Гуляют беспокойные тени по бревенчатым стенам, сердитая лучина воюет с мраком, и ветер воет снаружи…
Обратно в старое, где когда-то пригревало нехитрое отцовское счастье: «Латай портки вовремя…» Что скрывать — как вспомнишь, теснит сердце: капуста топорщит хрящеватые листья, подсвинок сыто похрюкивает, корова мычит со стоном — музыка! Живи, не заглядывай далеко, трудись честно, не станет сил трудиться, лезь на печь, жди смерти. Неужели только-то и надо человеку, чтоб отбыть свой срок на белом свете? Так просто отбыть, оставить детей, чтоб и они отбыли положенное. Чем тогда человек отличается от крапивы, от куста калины под изгородью? Той калине тоже век отмерен, она тоже семя бросает, чтоб рос, отбывал срок новый калиновый куст.

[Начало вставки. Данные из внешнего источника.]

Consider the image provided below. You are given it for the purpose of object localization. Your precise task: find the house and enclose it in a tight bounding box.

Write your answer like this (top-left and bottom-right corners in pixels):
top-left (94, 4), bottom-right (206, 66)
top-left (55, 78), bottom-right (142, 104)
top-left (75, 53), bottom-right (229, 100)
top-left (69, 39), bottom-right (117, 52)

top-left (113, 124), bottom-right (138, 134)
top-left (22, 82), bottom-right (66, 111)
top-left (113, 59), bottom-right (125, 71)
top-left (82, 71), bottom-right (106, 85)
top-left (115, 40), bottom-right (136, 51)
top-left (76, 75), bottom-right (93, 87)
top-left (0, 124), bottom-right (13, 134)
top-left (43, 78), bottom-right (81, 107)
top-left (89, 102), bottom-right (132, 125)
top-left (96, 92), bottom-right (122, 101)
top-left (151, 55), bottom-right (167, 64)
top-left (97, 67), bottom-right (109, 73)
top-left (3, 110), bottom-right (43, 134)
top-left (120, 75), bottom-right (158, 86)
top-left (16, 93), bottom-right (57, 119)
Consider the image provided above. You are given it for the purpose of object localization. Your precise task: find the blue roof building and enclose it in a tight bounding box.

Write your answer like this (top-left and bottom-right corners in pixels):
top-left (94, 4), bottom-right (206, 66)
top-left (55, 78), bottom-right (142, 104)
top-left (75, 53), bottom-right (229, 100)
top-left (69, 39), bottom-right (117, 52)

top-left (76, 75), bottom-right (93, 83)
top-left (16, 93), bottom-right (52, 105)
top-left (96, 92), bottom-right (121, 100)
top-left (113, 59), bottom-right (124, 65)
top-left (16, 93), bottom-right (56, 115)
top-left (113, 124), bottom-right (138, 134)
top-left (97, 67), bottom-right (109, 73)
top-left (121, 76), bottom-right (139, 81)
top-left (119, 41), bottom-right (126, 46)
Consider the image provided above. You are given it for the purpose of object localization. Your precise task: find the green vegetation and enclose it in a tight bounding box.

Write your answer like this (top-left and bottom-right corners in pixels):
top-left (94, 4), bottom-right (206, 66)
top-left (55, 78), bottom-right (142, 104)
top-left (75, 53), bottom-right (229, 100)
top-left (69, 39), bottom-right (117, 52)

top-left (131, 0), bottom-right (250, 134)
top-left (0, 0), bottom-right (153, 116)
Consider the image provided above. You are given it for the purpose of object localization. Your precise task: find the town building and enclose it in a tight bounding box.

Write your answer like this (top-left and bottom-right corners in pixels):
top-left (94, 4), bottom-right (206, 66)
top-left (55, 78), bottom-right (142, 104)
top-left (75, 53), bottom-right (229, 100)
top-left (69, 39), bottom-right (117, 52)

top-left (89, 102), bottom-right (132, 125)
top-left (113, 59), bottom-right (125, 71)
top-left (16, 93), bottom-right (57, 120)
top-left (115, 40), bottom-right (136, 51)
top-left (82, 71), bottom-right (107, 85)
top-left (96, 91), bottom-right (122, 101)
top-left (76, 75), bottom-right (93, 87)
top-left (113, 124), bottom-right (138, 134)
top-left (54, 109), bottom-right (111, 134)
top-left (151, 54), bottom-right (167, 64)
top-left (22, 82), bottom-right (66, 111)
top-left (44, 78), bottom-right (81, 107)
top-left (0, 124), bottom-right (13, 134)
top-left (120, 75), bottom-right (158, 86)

Мир у отца был от задворок до калитки, Иван чувствовал — уже никак не умещается в нем.
«Люди постепенно привыкнут…» Надо верить, иначе жизнь бессмысленна. Любая человеческая жизнь, и его, Ивана, и Петра Гнилова, и Митьки Елькина — всех в Пожарах, всех на всей круглой земле.
Но ведь прежде чем новая привычка росточком проклюнется, надо вырубить старый лопушник.
Ленин в упор указывает — частная собственность! Вот зло!
Иван и прежде где-то нутром это чуял. Мое, кровное — не трожь, зубами вгрызусь! Как ни просторна Россия, но вся разгорожена — то твое, то мое, и кому-то не хватало, кто-то оставался без доли. Из века в век так было, только теперь полыхнуло против этого волчьего — мое, зубами!.. Из века в век, с глухой древности впервые — ты угадал родиться.
Ни мое, ни твое — общее. Как просто! И не хотят понимать, льется кровь из-за этого. Он, Иван Слегов, бывший гимназист, мужицкий сын, кровь свою не пролил за революцию. Он хлебороб, а хлеб наш насущный выращивается не на крови.
Свет лучины, неровный, больной, горячечный, как брод тифозного. И раскрытая брошюра на столе, и цветными радугами плывут мечты.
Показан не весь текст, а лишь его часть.